Nuevamente surge la compasión por las personas enfermas, porque no hay dinero que alcance para los que la padecen, por esa incertidumbre de no saber cómo están, por esa impotencia de ni siquiera poder cuidarlos en casa o en un hospital cuando vivimos en una cultura donde la familia está siempre presente ante esas situaciones; por los que se quedan sin trabajo, por los que viven al día y no tienen qué comer, por los que viven asustados y encerrados, por los que mueren sin poder tener un ritual de despedida tan necesario para poder comenzar a procesar esa pérdida.

Si, el mundo cambió, la vida cambió, nosotros también cambiamos, yo cambié. No vamos a volver a ser los mismos. Nuestras prioridades nuevamente cambiaron, y digo nuevamente porque cada vez que nos ocurre una pérdida o catástrofe, abrimos los ojos para poder ver todo de diferente manera. Es como si en esos momentos despertáramos y nos permitiéramos ver el dolor, y detrás del dolor, se esconde el amor. Podemos ver y escuchar historias de mucha gente lo cual nos permite valorar que nuestra historia no es tan aterradora, siempre que volteas, hay algo peor por lo que te dirías: “esto yo no podría soportarlo”.

Éste despertar nos hace más humanos, nos quita de la vista lo banal, lo innecesario, lo que no es importante y nos permite sólo ver lo que realmente necesitamos.

El dolor nos hace vulnerables, permite que abramos nuestro corazón,   sentimos. Sentimos dolor, enojo, soledad, impotencia, culpa, tristeza, incertidumbre, miedo, etc. No nos han enseñado que el dolor es parte de la vida y nos han enseñado que no es bueno sentirlo, tampoco la tristeza, ni llorar, ni expresar nuestros miedos y enojos. Cuando el dolor toca tu corazón sientes y ni la mente puede aliviarlo, la mente te ayuda a esconderlo, guardarlo, reprimirlo pero seguirá latente por mucho tiempo. Se vuelve una carga pesada la cual cada día pesará más.

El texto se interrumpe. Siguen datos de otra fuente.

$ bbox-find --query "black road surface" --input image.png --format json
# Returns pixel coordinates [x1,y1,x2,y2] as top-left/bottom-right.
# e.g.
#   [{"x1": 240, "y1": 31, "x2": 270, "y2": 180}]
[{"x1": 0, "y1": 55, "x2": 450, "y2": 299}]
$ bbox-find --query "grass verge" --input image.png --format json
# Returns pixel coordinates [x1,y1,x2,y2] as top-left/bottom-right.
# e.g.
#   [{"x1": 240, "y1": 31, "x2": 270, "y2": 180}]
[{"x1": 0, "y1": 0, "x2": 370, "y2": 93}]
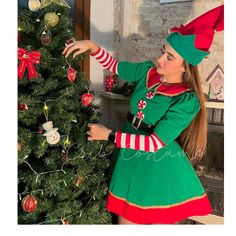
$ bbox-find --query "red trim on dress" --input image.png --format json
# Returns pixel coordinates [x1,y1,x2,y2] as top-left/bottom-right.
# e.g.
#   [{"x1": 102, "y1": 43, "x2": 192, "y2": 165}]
[{"x1": 106, "y1": 192, "x2": 212, "y2": 224}]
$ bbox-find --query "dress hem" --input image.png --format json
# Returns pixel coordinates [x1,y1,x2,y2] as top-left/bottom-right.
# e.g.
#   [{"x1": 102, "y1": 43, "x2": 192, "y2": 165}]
[{"x1": 106, "y1": 192, "x2": 212, "y2": 224}]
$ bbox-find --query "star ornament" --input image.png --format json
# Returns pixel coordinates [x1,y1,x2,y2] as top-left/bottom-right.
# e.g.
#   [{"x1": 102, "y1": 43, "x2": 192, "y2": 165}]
[{"x1": 41, "y1": 0, "x2": 71, "y2": 8}]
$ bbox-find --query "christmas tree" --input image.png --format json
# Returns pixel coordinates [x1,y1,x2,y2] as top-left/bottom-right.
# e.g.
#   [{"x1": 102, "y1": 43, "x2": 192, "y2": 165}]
[{"x1": 18, "y1": 0, "x2": 112, "y2": 224}]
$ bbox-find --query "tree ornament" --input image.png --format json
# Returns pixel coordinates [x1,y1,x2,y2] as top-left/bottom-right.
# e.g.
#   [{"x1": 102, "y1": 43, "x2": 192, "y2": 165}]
[
  {"x1": 17, "y1": 32, "x2": 22, "y2": 43},
  {"x1": 67, "y1": 67, "x2": 77, "y2": 83},
  {"x1": 81, "y1": 90, "x2": 94, "y2": 107},
  {"x1": 44, "y1": 12, "x2": 60, "y2": 27},
  {"x1": 65, "y1": 37, "x2": 75, "y2": 47},
  {"x1": 17, "y1": 143, "x2": 22, "y2": 152},
  {"x1": 28, "y1": 0, "x2": 41, "y2": 12},
  {"x1": 61, "y1": 219, "x2": 69, "y2": 225},
  {"x1": 43, "y1": 104, "x2": 48, "y2": 112},
  {"x1": 41, "y1": 27, "x2": 52, "y2": 45},
  {"x1": 41, "y1": 0, "x2": 71, "y2": 8},
  {"x1": 74, "y1": 176, "x2": 85, "y2": 187},
  {"x1": 42, "y1": 121, "x2": 60, "y2": 145},
  {"x1": 21, "y1": 194, "x2": 38, "y2": 212},
  {"x1": 18, "y1": 48, "x2": 40, "y2": 80},
  {"x1": 18, "y1": 103, "x2": 29, "y2": 111},
  {"x1": 60, "y1": 149, "x2": 69, "y2": 165}
]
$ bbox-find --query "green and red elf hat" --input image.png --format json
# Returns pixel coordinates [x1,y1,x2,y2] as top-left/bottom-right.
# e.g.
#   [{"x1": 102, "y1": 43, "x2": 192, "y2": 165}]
[{"x1": 166, "y1": 5, "x2": 224, "y2": 66}]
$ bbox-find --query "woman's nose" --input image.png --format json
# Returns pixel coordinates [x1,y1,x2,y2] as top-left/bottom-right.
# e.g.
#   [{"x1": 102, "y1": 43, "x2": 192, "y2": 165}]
[{"x1": 157, "y1": 55, "x2": 164, "y2": 67}]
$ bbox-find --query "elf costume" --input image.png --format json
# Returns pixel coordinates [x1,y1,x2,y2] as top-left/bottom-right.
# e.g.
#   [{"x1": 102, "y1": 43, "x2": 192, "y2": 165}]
[{"x1": 92, "y1": 6, "x2": 224, "y2": 224}]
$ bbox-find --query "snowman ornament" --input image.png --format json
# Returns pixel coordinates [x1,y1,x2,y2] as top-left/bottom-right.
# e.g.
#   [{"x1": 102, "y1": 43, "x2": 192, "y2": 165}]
[{"x1": 42, "y1": 121, "x2": 60, "y2": 145}]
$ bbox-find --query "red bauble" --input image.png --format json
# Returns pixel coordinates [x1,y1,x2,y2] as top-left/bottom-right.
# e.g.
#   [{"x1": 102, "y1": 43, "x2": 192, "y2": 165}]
[
  {"x1": 105, "y1": 76, "x2": 115, "y2": 92},
  {"x1": 18, "y1": 103, "x2": 28, "y2": 111},
  {"x1": 67, "y1": 67, "x2": 77, "y2": 83},
  {"x1": 82, "y1": 93, "x2": 94, "y2": 107},
  {"x1": 21, "y1": 194, "x2": 38, "y2": 212}
]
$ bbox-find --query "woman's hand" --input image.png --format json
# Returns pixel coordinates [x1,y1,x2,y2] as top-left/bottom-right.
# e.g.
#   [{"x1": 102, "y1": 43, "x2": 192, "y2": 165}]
[
  {"x1": 62, "y1": 40, "x2": 99, "y2": 58},
  {"x1": 87, "y1": 124, "x2": 112, "y2": 141}
]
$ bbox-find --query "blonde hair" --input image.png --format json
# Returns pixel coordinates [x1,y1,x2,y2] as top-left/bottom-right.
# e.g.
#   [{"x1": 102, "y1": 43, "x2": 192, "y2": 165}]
[{"x1": 178, "y1": 62, "x2": 208, "y2": 164}]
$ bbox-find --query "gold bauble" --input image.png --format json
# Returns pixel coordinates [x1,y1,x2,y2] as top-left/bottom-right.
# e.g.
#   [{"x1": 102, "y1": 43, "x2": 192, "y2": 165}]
[
  {"x1": 41, "y1": 0, "x2": 71, "y2": 8},
  {"x1": 44, "y1": 12, "x2": 59, "y2": 27},
  {"x1": 28, "y1": 0, "x2": 41, "y2": 11}
]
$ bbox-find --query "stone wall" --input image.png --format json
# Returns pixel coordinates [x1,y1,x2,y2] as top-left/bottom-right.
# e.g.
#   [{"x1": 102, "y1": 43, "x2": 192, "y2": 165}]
[{"x1": 114, "y1": 0, "x2": 224, "y2": 93}]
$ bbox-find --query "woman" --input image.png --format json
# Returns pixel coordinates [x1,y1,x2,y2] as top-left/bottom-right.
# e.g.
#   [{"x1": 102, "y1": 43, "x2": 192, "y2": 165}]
[{"x1": 63, "y1": 6, "x2": 223, "y2": 224}]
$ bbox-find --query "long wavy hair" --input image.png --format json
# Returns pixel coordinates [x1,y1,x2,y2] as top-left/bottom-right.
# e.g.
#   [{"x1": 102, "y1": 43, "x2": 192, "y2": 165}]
[{"x1": 178, "y1": 61, "x2": 208, "y2": 164}]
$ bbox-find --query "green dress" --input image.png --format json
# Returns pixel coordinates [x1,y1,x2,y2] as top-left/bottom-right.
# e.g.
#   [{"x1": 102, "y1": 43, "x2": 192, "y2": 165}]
[{"x1": 106, "y1": 61, "x2": 212, "y2": 224}]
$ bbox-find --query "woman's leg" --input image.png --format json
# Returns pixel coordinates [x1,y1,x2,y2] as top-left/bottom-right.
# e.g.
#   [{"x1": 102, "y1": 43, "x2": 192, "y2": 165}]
[{"x1": 118, "y1": 216, "x2": 135, "y2": 225}]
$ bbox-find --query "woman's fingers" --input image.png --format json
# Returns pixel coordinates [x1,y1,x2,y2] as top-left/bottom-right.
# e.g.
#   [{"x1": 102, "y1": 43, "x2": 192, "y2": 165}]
[{"x1": 62, "y1": 42, "x2": 75, "y2": 54}]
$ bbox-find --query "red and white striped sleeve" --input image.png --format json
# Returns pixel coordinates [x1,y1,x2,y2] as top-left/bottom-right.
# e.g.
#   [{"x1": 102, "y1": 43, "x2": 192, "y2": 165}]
[
  {"x1": 115, "y1": 131, "x2": 166, "y2": 152},
  {"x1": 90, "y1": 47, "x2": 118, "y2": 74}
]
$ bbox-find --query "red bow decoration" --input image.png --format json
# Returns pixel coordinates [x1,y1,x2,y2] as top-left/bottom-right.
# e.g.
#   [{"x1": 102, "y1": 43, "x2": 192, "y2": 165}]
[{"x1": 18, "y1": 48, "x2": 40, "y2": 80}]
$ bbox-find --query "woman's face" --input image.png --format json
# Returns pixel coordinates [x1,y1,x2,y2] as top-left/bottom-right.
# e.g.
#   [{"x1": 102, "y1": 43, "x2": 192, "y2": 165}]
[{"x1": 156, "y1": 43, "x2": 184, "y2": 75}]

El dolor nos permite ver que lo más importante es el ser humano, son nuestros amigos y seres queridos que estén con salud, que no les falte comida ni techo porque el amor cubre todo lo que necesitamos.

Lamentablemente los hechos no los podemos cambiar, no podemos cambiar lo que pasó, cómo fue y el desenlace, pero el significado sí lo podemos cambiar.

Como lo mencioné antes, el dolor nos hace vulnerables, el dolor rompe con la dureza del corazón y esto nos permite valorar la vida y a las personas que forman parte de nuestra vida.

Uno de los objetivos del duelo es elaborar ese duelo el cual lo comparo con un túnel obscuro, cuando lo hayamos cruzado y podamos ver nuevamente esa luz, podremos transformar el dolor en amor.

Si ese ser querido dejó dolor en mi corazón, contacto con mis emociones, vivo mi tristeza, enojo, llanto, etc., los cuales voy liberando, ese espacio lo podremos llenar con ese amor que esa persona especial dejó en nosotros. En honor a esa persona, vivamos con alegría y amor porque así le gustaría vernos.

Comprendamos que la muerte es parte del ciclo natural de la vida, la muerte toca  a nuestra puerta y nos sacude, nos despierta, nos hace vulnerables, nos permite ser mejores con los que viven, no regresemos a ese sueño profundo donde lo banal sea más importante.

Transforma el dolor en amor y la vida y la muerte de tu ser querido habrán valido la pena.

Recuérdalo siempre con amor y por amor.